Más allá de su apoyo o no al Gobierno, son los que piensan que el interés de la mayoría de las personas –incrementar sus ingresos directos o indirectos, reales o simbólicos, para mejorar su calidad de vida– está contrapuesto con el rumbo que debe adoptar el país para lograr “un crecimiento sostenible”, en la ya popular expresión acuñada por el FMI. Los que creen que sólo el interés de su empresa es sinónimo del interés nacional.
Además de señalar la caída en los índices de desempleo, pobreza e indigencia o el suave cambio de tendencia en las regresivas formas de distribución del ingreso, el oficialismo resaltó durante toda la campaña que avanzar con más fuerza por ese camino es el objetivo central de su gestión. Haría bien el Gobierno en reafirmarlo y los que lo respaldaron en recordarlo y exigirlo. También los opositores tendrán la oportunidad de transformar sus consignas en propuestas, un camino que mostró su fecundidad más de una vez, como en el caso de la anulación de las leyes de impunidad o en la generalización de los planes sociales.

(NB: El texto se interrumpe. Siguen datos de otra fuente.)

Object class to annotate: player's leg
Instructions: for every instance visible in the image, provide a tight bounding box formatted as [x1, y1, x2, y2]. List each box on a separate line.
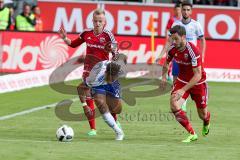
[107, 95, 122, 128]
[92, 86, 124, 140]
[77, 83, 97, 136]
[170, 80, 198, 142]
[172, 60, 187, 112]
[107, 81, 122, 128]
[191, 83, 210, 136]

Unos y otros, gobierno y oposición, pueden y deberían seguir con sus “campañas” (o sea interpelando a la sociedad más que a los grupos de poder), construyendo día a día el respaldo político y la participación popular que reemplace con un nuevo sistema de partidos las ruinas en que quedaron convertidos los tradicionales –peronistas, radicales y de izquierda– después de tantos años de desilusión democrática. Contrariamente a los viejos lugares comunes, quizás sea ésa la única forma de no sucumbir a la tentación de ver los problemas nacionales siempre desde el punto de mira de las minorías.
El triunfo de Mauricio Macri en la Capital puede llevar a la rápida conclusión de que también han salido fortalecidos los que no dudarían en repetir la frase de Menem. Conviene no apurarse. Menos del 40 por ciento de los porteños (si se suma lo obtenido por Macri con las otras opciones de la derecha) se inclinó por el regreso al pasado. Y por primera vez más del 60 se dividió entre las alternativas de izquierda o centroizquierda. No hace falta demasiada imaginación para intuir que a Macri todavía le falta un buen trecho para ganar un hipotético ballottage a la Jefatura de Gobierno.
Los argentinos ayer hicieron su elección. Ahora sólo falta que los elegidos se olviden definitivamente de la sombra de Menem. En otras palabras, de que quede clara la elección de los elegidos.